In the context of digital and media literacy in Europe, the definition of “disadvantaged groups” implies a relational observation at multidimensional perspectives. The different sociocultural and economic dynamics, accentuated by the policies in force in each country, reveal the practices of various social actors in different environments, characterized by cultural and geographical issues. Group culture is thus assumed to be the variable that best allows the isolation of an approach angle that integrates hetero and self-categorizations.
A definition of “disadvantaged group” can assume the socio-cultural, economic and political variables that each household faces in its country. On the other hand, cannot ignore generational relationships, lack of digital capital, illiteracy, geographical factors, own personal / group conditions and circumstances (isolation, illness, disability, excluded from society and self-excluded, culturally / economically disadvantaged communities).

Castells (2001) argues that illiteracy is the “new poverty” of contemporaneity. It can be assumed as a new type of “functional illiteracy”, which translates the lack of skills to exist and coexist in the context of a global information society. Therefore, the digital divide has one macro level and multiple micro levels, which result from different constraints. The dimensions of social exclusion - assuming they are not synonymous with poverty - can then apply to digital illiteracy and are thus multidimensional, dynamic, relational, active and contextual. From this perspective and within the context of digital illiteracy, “disadvantaged groups” can be defined in a multidimensional range that comprises indicators of the absence of social rights, micro levels of social exclusion, and groups that are removed from the digital information society.

Media education, media literacy in teacher education, a focus on the elderly and ensuring access to technology are common ground in the various official plans of recommendations. Drawing on recommendations for policies and actions in the context of the European Union, this paper aims to identify and analyse European initiatives that promote digital inclusion by contending the digital divide. The methodological approach mobilised is qualitative documental analysis. From a mapping of the initiatives, the documents were analysed based on their objectives, target audiences, dimensions and implementation indicators.

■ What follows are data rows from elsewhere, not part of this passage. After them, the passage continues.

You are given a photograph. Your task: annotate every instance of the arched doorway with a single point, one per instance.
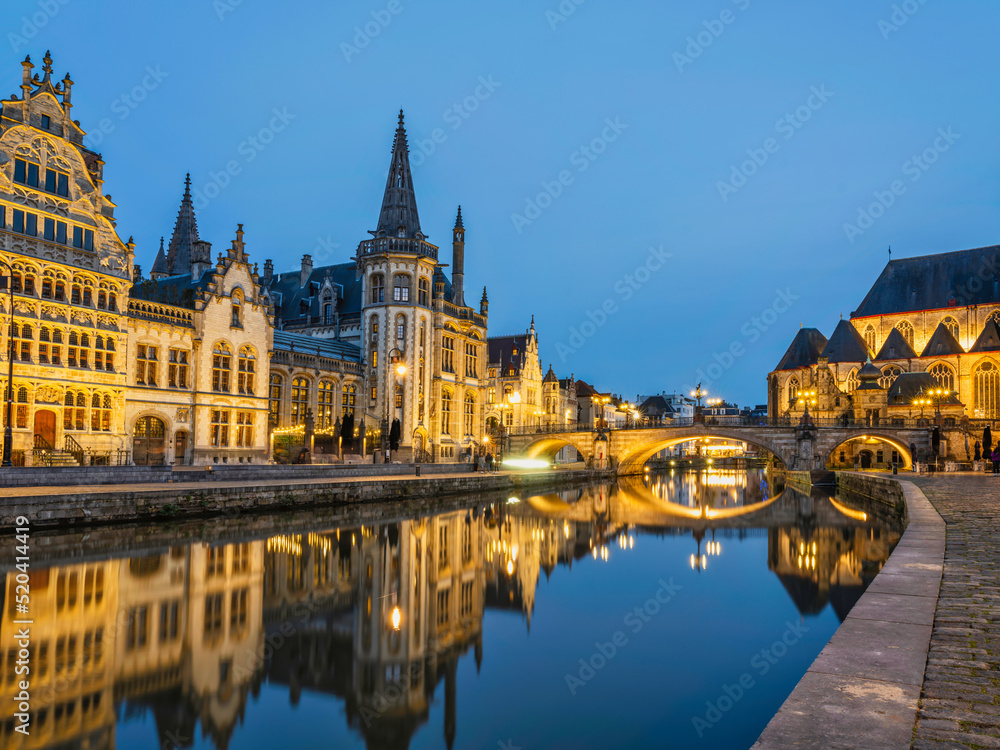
(149, 442)
(180, 448)
(45, 426)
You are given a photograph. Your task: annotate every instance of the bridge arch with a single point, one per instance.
(632, 458)
(894, 441)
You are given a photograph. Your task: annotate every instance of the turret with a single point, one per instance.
(458, 261)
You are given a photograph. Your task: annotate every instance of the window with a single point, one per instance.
(274, 400)
(446, 413)
(470, 414)
(986, 391)
(177, 368)
(222, 357)
(944, 376)
(448, 354)
(906, 329)
(378, 288)
(220, 428)
(247, 368)
(471, 361)
(145, 363)
(325, 405)
(300, 400)
(244, 429)
(401, 289)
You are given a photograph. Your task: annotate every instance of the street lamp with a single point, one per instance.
(8, 435)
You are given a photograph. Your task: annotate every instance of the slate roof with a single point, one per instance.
(942, 343)
(332, 348)
(931, 282)
(846, 345)
(908, 385)
(804, 350)
(989, 339)
(895, 347)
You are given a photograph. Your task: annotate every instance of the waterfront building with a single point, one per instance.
(923, 344)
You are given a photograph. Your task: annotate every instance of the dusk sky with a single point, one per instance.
(733, 147)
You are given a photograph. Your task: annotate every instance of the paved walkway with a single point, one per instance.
(960, 700)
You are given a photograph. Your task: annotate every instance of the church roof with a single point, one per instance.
(804, 350)
(895, 347)
(185, 234)
(846, 345)
(932, 282)
(942, 343)
(399, 203)
(989, 339)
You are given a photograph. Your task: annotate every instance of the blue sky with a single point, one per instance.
(818, 107)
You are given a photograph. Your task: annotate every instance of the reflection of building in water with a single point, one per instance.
(380, 616)
(832, 565)
(160, 632)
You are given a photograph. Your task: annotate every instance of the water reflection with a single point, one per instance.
(377, 616)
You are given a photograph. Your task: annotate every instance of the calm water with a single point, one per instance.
(674, 612)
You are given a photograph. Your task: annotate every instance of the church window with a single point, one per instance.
(905, 328)
(222, 358)
(944, 376)
(300, 400)
(986, 390)
(247, 369)
(378, 288)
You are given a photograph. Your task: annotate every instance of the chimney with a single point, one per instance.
(458, 261)
(306, 270)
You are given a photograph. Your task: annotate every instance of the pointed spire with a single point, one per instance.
(185, 234)
(399, 204)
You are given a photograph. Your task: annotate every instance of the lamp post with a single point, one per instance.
(8, 435)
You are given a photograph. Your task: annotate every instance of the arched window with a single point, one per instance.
(324, 404)
(470, 414)
(906, 329)
(222, 365)
(943, 375)
(300, 400)
(852, 381)
(247, 369)
(401, 288)
(446, 413)
(986, 390)
(274, 399)
(952, 325)
(378, 288)
(349, 394)
(889, 375)
(870, 338)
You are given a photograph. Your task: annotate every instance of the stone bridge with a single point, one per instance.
(802, 447)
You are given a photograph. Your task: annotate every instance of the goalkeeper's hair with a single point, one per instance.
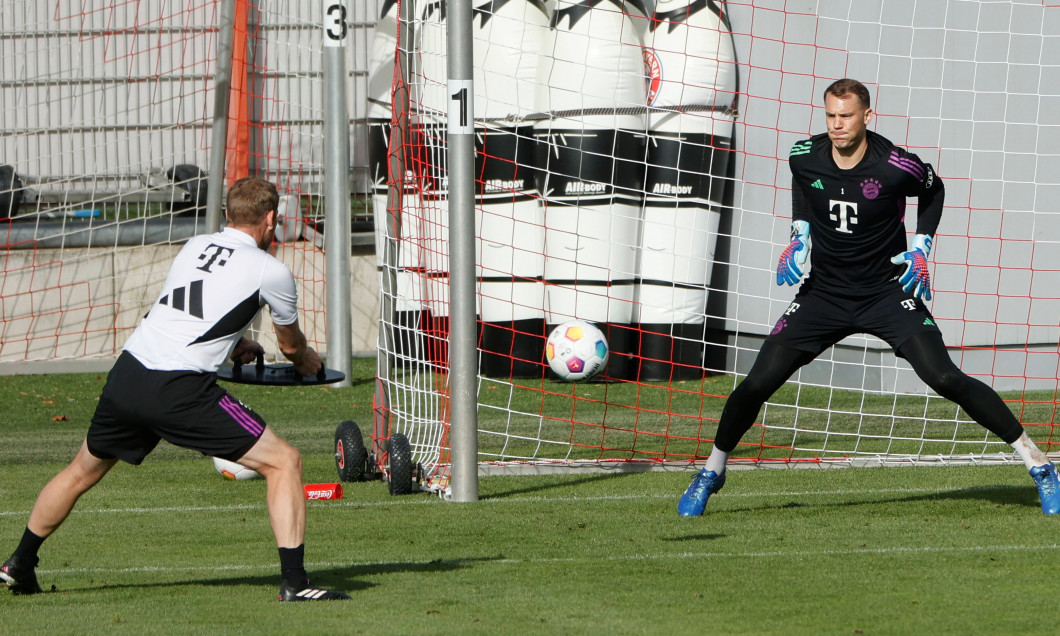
(842, 88)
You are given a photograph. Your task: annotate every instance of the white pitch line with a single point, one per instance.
(492, 500)
(508, 561)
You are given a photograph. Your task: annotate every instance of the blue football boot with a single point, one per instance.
(704, 484)
(1048, 488)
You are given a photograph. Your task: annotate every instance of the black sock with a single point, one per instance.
(293, 567)
(29, 546)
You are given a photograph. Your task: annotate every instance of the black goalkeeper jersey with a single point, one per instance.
(858, 216)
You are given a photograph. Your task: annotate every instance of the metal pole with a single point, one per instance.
(336, 190)
(222, 88)
(463, 347)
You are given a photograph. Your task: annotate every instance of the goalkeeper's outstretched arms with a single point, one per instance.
(793, 258)
(916, 279)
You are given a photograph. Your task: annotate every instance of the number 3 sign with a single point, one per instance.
(335, 23)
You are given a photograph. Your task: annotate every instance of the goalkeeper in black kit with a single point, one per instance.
(849, 189)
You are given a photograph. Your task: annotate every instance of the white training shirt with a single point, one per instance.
(214, 289)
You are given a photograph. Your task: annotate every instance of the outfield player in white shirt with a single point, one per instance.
(163, 385)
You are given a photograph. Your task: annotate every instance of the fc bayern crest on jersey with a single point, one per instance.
(870, 188)
(653, 68)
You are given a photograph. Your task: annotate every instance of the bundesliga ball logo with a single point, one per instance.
(577, 350)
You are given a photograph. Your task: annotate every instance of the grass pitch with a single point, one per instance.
(171, 547)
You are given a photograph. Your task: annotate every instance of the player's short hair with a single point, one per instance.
(842, 88)
(249, 200)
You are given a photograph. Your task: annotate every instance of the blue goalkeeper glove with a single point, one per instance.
(916, 280)
(790, 266)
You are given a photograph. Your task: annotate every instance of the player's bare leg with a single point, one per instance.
(53, 505)
(281, 465)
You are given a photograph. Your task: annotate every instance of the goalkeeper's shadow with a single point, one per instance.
(999, 495)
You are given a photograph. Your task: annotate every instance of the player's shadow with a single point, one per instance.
(566, 482)
(345, 579)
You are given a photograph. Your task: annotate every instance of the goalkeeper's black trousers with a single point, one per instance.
(925, 353)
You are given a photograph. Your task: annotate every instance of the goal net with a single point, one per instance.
(631, 170)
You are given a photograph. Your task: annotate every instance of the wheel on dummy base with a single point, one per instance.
(193, 180)
(12, 192)
(351, 456)
(400, 460)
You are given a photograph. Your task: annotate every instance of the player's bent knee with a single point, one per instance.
(949, 384)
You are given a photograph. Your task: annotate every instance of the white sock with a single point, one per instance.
(1031, 455)
(717, 460)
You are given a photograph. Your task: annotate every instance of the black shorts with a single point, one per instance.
(187, 408)
(815, 320)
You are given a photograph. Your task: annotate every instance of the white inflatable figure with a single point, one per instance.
(690, 64)
(590, 161)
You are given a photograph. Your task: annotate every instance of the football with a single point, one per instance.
(230, 470)
(577, 350)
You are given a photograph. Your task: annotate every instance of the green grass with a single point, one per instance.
(171, 547)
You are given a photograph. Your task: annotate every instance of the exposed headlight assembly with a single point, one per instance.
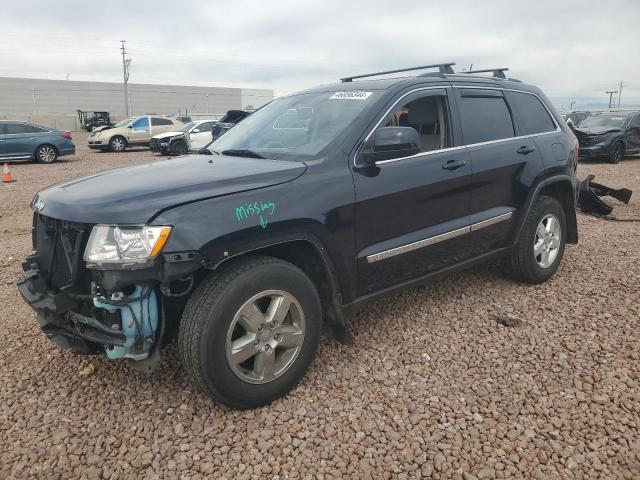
(110, 244)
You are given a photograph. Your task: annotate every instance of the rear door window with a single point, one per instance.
(485, 116)
(530, 114)
(155, 121)
(33, 129)
(15, 128)
(140, 124)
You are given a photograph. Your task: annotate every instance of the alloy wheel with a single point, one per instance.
(117, 144)
(47, 154)
(546, 244)
(265, 336)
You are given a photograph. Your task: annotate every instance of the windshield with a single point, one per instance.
(603, 121)
(298, 127)
(186, 127)
(123, 123)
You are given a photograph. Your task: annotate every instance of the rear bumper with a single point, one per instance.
(67, 151)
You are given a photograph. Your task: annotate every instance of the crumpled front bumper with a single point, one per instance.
(58, 317)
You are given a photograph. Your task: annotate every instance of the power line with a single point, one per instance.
(126, 62)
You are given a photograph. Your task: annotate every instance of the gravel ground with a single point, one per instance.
(433, 386)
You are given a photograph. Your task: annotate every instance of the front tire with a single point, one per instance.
(249, 332)
(541, 244)
(46, 154)
(117, 144)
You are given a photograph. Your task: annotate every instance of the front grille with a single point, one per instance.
(60, 246)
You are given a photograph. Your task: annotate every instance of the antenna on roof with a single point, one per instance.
(444, 68)
(496, 72)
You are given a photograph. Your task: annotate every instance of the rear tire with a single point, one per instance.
(231, 344)
(541, 244)
(46, 154)
(117, 144)
(617, 153)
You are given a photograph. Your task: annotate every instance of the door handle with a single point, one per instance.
(525, 149)
(453, 164)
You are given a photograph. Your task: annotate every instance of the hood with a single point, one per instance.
(160, 136)
(595, 130)
(101, 128)
(135, 194)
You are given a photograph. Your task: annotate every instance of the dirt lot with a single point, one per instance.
(433, 385)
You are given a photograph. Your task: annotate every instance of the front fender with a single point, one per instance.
(308, 208)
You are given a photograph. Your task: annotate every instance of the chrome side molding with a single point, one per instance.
(376, 257)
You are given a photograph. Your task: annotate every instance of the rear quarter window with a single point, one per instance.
(530, 114)
(484, 118)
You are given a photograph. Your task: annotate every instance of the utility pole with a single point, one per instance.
(126, 62)
(619, 93)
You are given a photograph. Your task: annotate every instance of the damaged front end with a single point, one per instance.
(117, 312)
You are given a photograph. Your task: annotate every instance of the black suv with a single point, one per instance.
(307, 210)
(609, 135)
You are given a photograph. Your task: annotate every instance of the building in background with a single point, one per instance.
(55, 102)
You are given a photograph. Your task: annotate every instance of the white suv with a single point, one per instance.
(191, 137)
(135, 131)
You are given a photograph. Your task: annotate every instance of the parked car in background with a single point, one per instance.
(30, 141)
(311, 208)
(135, 131)
(91, 120)
(231, 118)
(609, 135)
(191, 136)
(574, 119)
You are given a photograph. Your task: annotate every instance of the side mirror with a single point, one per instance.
(389, 143)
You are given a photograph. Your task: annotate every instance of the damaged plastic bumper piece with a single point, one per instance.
(589, 199)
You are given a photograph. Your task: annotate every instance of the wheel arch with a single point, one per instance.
(308, 254)
(563, 189)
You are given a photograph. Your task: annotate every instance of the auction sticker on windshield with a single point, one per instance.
(350, 95)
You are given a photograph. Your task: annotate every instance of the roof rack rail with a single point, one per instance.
(443, 67)
(497, 72)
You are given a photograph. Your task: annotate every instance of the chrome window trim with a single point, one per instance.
(459, 147)
(392, 252)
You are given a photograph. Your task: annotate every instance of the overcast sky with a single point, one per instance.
(571, 49)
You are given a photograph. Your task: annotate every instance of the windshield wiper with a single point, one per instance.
(242, 153)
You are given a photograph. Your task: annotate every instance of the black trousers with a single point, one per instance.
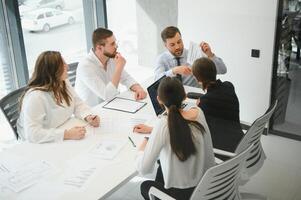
(181, 194)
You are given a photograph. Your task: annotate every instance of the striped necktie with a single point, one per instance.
(179, 64)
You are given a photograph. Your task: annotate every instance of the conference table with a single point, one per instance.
(68, 162)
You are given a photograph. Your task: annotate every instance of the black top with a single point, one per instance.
(221, 101)
(221, 108)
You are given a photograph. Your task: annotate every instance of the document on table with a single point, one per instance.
(107, 149)
(24, 176)
(194, 52)
(124, 105)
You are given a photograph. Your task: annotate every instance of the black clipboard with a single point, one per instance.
(107, 105)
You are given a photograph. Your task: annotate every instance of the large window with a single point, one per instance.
(122, 20)
(53, 25)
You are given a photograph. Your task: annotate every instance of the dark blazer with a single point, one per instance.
(221, 108)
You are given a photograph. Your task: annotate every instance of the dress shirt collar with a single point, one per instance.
(95, 58)
(172, 56)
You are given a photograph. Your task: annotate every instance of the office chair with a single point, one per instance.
(10, 108)
(220, 182)
(257, 156)
(72, 73)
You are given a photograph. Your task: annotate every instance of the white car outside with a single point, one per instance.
(46, 18)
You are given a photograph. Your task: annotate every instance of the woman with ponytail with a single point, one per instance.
(49, 101)
(181, 141)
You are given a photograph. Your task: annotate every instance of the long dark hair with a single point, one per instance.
(47, 75)
(205, 71)
(171, 92)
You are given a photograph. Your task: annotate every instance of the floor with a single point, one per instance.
(278, 179)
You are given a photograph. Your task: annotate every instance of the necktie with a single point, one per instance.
(178, 64)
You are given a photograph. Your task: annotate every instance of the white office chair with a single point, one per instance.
(257, 156)
(219, 182)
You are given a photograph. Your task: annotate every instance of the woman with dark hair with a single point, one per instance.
(220, 106)
(49, 101)
(181, 141)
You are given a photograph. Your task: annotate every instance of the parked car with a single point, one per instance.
(46, 18)
(30, 5)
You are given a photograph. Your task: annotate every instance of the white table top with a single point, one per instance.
(109, 175)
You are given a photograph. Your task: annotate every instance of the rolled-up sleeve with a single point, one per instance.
(34, 115)
(145, 161)
(81, 109)
(162, 69)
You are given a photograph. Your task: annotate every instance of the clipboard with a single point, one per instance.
(124, 105)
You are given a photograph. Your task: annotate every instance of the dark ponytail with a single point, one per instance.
(171, 92)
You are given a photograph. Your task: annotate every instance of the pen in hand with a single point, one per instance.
(132, 141)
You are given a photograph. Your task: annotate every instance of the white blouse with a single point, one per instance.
(176, 173)
(40, 115)
(93, 83)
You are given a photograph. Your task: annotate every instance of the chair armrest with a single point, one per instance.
(223, 153)
(154, 192)
(218, 161)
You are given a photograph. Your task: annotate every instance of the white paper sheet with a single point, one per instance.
(126, 105)
(78, 178)
(194, 52)
(107, 149)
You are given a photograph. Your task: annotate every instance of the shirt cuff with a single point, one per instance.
(59, 135)
(111, 91)
(170, 73)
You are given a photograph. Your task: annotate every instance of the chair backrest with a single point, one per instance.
(252, 136)
(221, 181)
(72, 73)
(10, 108)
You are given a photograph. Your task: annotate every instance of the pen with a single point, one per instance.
(132, 141)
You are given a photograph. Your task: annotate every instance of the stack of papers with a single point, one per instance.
(124, 105)
(194, 52)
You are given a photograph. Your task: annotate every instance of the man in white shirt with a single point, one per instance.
(173, 62)
(99, 73)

The results show that action plans converge to the acquisition of skills in different contexts (individual and social) that translate into tools that allow access, critical thinking and communication. The priorities of the plans focus on scientific research and dissemination of best practice documents; validation of different formal and non-formal teaching approaches; promotion of research consortia and policies for action to ensure the integration of joint strategies.
Digital divide, digital inclusion, media education, policies.